I don't remember the first book I ever read. Hell, I can barely remember the LAST book I read. And yet, if I have my choice of free-time time-wasters, I'm always going to choose books. I spent most of my childhood with (a dreamy far-off look and) my nose stuck in a book, when I wasn't busy watching Fraggle Rock or mainlining Disney movies.
I don't remember learning to read, but I do remember the feeling that came with it. That heady power, like I was being let in on some great, cosmic secret. And the books! They're everywhere! You can just go to the library and they'll GIVE YOU THEM FOR FREE! There's something special about picking up an unread book. Countless possibilities lie before you, anything could happen, and you never have to leave the comfort of your sofa, which is good for someone as hermit-like as I am. I've time-traveled, space-traveled, sleigh-traveled, and hippogriff-traveled all over this world and others, and not once have I had to change out of my pajamas.
It's a strange thing, that someone hundreds of miles or hundreds of years away can put words on a page for so many others to read, and those words can conjure up pure magic. Why does anyone read? I would argue that it's for the same reason anyone writes -- to escape, to understand, to break down the answers to life, the universe, and everything into smaller, easier to swallow pieces, much more fit for human consumption than the big unanswerable questions. Reading is learning, I think, and if that's the case, I've been studying my entire life for an exam that may not even exist.

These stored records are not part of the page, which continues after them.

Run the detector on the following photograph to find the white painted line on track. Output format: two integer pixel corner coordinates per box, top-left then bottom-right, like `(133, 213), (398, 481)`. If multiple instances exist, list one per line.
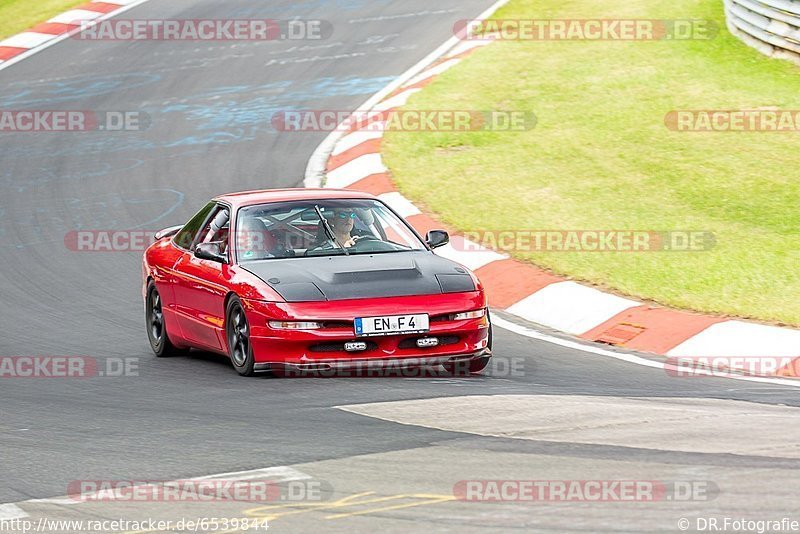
(13, 465), (312, 508)
(507, 281), (640, 334)
(331, 125), (386, 156)
(326, 154), (386, 188)
(667, 321), (800, 357)
(0, 32), (56, 48)
(492, 316), (800, 388)
(403, 58), (462, 87)
(0, 503), (28, 521)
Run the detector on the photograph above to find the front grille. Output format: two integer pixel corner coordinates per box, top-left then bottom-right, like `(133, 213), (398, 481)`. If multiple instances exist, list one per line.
(397, 336), (460, 349)
(308, 340), (378, 354)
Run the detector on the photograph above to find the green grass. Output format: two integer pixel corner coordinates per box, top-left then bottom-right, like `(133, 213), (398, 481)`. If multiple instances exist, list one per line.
(0, 0), (87, 39)
(384, 0), (800, 325)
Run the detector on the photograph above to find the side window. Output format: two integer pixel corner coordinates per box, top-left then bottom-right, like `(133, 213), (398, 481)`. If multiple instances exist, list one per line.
(172, 202), (217, 249)
(197, 206), (230, 252)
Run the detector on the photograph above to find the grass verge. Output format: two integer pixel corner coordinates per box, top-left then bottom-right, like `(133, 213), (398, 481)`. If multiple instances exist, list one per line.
(0, 0), (87, 39)
(384, 0), (800, 326)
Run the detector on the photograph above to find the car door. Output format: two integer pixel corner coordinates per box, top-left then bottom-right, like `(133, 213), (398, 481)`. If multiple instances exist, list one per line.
(173, 204), (230, 351)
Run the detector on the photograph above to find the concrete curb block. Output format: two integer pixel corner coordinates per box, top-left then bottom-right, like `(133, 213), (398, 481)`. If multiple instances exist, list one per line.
(0, 0), (149, 70)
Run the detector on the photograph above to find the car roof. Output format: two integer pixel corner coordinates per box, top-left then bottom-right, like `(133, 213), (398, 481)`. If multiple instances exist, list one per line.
(213, 188), (376, 209)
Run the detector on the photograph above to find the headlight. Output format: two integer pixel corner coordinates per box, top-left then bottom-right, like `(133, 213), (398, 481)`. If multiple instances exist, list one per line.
(453, 308), (486, 321)
(269, 321), (322, 330)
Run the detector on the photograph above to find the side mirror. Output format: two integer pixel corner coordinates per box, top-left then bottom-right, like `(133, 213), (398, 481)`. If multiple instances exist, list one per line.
(425, 230), (450, 248)
(155, 226), (183, 241)
(194, 243), (228, 263)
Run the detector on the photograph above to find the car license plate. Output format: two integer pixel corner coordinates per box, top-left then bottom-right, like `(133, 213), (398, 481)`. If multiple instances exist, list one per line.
(356, 313), (429, 336)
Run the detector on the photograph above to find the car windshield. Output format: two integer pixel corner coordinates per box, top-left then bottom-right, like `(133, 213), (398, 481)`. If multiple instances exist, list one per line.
(234, 199), (425, 262)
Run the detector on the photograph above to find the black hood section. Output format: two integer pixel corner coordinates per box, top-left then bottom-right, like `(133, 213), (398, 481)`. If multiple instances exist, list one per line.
(242, 251), (475, 302)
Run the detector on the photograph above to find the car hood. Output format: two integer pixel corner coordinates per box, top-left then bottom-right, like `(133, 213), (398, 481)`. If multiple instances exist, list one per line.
(242, 251), (475, 302)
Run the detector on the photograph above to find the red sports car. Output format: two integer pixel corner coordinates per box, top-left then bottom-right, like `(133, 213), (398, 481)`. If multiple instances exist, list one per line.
(142, 189), (492, 376)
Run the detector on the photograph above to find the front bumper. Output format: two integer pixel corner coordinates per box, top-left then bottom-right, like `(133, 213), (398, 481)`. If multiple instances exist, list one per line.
(254, 349), (492, 376)
(245, 292), (489, 370)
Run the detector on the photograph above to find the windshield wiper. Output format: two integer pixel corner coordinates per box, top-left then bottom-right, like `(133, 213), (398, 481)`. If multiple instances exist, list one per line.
(314, 204), (350, 256)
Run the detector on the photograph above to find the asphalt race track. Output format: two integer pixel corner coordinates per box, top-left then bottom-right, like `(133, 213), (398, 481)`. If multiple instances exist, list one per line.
(0, 0), (800, 532)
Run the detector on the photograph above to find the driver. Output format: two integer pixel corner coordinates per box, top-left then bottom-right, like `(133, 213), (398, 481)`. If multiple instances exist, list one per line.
(330, 208), (361, 248)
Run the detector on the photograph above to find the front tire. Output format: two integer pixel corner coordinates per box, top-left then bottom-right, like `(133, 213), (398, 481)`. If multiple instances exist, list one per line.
(145, 281), (187, 358)
(225, 297), (256, 376)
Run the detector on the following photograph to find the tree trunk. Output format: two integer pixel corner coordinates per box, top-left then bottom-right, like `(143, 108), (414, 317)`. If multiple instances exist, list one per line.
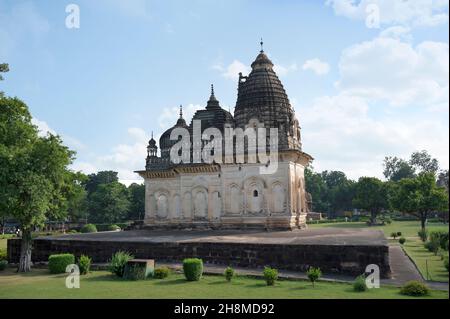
(370, 212), (377, 225)
(17, 229), (32, 272)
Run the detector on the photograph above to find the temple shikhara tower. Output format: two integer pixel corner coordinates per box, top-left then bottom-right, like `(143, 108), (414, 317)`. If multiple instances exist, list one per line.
(137, 43), (312, 229)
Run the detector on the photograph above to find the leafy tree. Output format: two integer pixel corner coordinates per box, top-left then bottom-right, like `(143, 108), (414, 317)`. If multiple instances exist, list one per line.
(391, 173), (448, 231)
(383, 156), (415, 182)
(128, 183), (145, 220)
(409, 151), (439, 174)
(0, 97), (74, 272)
(353, 177), (389, 225)
(89, 182), (130, 223)
(84, 171), (119, 195)
(68, 172), (88, 222)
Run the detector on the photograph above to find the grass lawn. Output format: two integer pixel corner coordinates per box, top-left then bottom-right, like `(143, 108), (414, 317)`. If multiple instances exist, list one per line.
(309, 221), (448, 282)
(0, 268), (448, 299)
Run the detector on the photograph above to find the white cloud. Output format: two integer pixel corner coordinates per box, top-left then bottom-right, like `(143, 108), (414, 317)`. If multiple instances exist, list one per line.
(273, 63), (298, 76)
(336, 37), (449, 108)
(302, 58), (330, 75)
(326, 0), (448, 27)
(297, 94), (449, 179)
(212, 60), (250, 81)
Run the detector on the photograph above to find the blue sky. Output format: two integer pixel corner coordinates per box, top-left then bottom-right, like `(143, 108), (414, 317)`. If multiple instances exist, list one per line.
(0, 0), (449, 183)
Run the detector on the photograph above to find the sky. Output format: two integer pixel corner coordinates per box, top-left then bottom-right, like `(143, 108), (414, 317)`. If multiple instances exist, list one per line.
(0, 0), (449, 184)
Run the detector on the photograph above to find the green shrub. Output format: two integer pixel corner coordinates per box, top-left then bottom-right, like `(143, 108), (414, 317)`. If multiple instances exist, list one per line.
(417, 229), (428, 242)
(400, 281), (430, 297)
(263, 267), (278, 286)
(80, 224), (97, 233)
(223, 266), (234, 281)
(108, 251), (134, 278)
(153, 267), (170, 279)
(48, 254), (75, 274)
(306, 267), (322, 287)
(122, 264), (147, 280)
(108, 225), (120, 231)
(353, 275), (368, 292)
(0, 248), (7, 260)
(183, 258), (203, 281)
(424, 238), (441, 256)
(78, 255), (92, 275)
(0, 260), (8, 271)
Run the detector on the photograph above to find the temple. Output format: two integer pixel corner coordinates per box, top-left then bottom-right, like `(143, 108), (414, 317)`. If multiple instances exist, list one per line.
(137, 43), (312, 230)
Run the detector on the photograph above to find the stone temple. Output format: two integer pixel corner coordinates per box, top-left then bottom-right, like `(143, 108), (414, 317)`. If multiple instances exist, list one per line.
(137, 43), (312, 230)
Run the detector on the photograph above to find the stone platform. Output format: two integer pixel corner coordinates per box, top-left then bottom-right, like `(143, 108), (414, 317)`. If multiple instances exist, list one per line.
(8, 228), (390, 278)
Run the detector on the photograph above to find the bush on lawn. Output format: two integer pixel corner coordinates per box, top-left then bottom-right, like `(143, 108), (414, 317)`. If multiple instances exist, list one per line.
(353, 275), (368, 292)
(306, 267), (322, 287)
(80, 224), (97, 234)
(424, 238), (441, 256)
(183, 258), (203, 281)
(263, 267), (278, 286)
(78, 255), (92, 275)
(0, 260), (8, 271)
(108, 225), (120, 231)
(417, 229), (428, 242)
(223, 266), (234, 281)
(400, 281), (430, 297)
(153, 266), (170, 279)
(48, 254), (75, 274)
(108, 251), (134, 278)
(0, 248), (6, 260)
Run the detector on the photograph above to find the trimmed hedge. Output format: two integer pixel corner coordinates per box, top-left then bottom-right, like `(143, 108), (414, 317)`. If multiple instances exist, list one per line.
(353, 275), (368, 292)
(78, 255), (92, 275)
(0, 260), (8, 271)
(153, 267), (170, 279)
(400, 280), (430, 297)
(80, 224), (97, 234)
(263, 267), (278, 286)
(183, 258), (203, 281)
(108, 251), (134, 277)
(48, 254), (75, 274)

That's not to say these reading lessons haven't been beneficial. I learned about the power of believing from The Polar Express and that old stories could be made new again from The True Story of The Three Little Pigs. I learned that living in a chocolate factory would be freaking awesome (something I'd always suspected) and that Ramona Quimby and my little sister might be the same person. I learned that magic and Muggles were real and that I'd found my compatriots in Jo March and Elizabeth Bennet. A Wrinkle in Time taught me that a book can make your heart stop with wonder, and break it just as easily. Books have done my heart more damage than any boy ever did. I cried buckets along with the March family when Beth died, Bridge to Terabithia stayed with me for days, I cried (in class!) when I finished The Giver, and when I read The Diary of Anne Frank for the first time, my heart just burst right open and I don't think it ever fully healed.
Books have been teaching me all my life, without me even noticing. The most important lesson I ever learned about writing was thanks to books, and yet I didn't know it until I was 19. I learned it during a conference with one of my professors, a professor I very much admired and wanted to impress. We were talking about a paper I'd written for class, a piece of creative non-fiction about swimming with stingrays, the first piece of creative non-fiction I'd ever written. I was just a freshman, all sweaty palms and nervous laughter while he poured over my paper. I tapped my index finger on my leg until he finally, FINALLY, looked up.
"You read a lot," he said, and I nodded. "That's how you become a good writer, you read a lot."
I was giddy at the thought of him thinking I was a good writer, or that I at least COULD be a good writer, and all because of books. I was thrilled to discover, as I'd suspected all along, that the exam really did exist, and best of all, I'd passed.
Still. I'm pretty sure that was only the midterm, so I'm still studying for the final.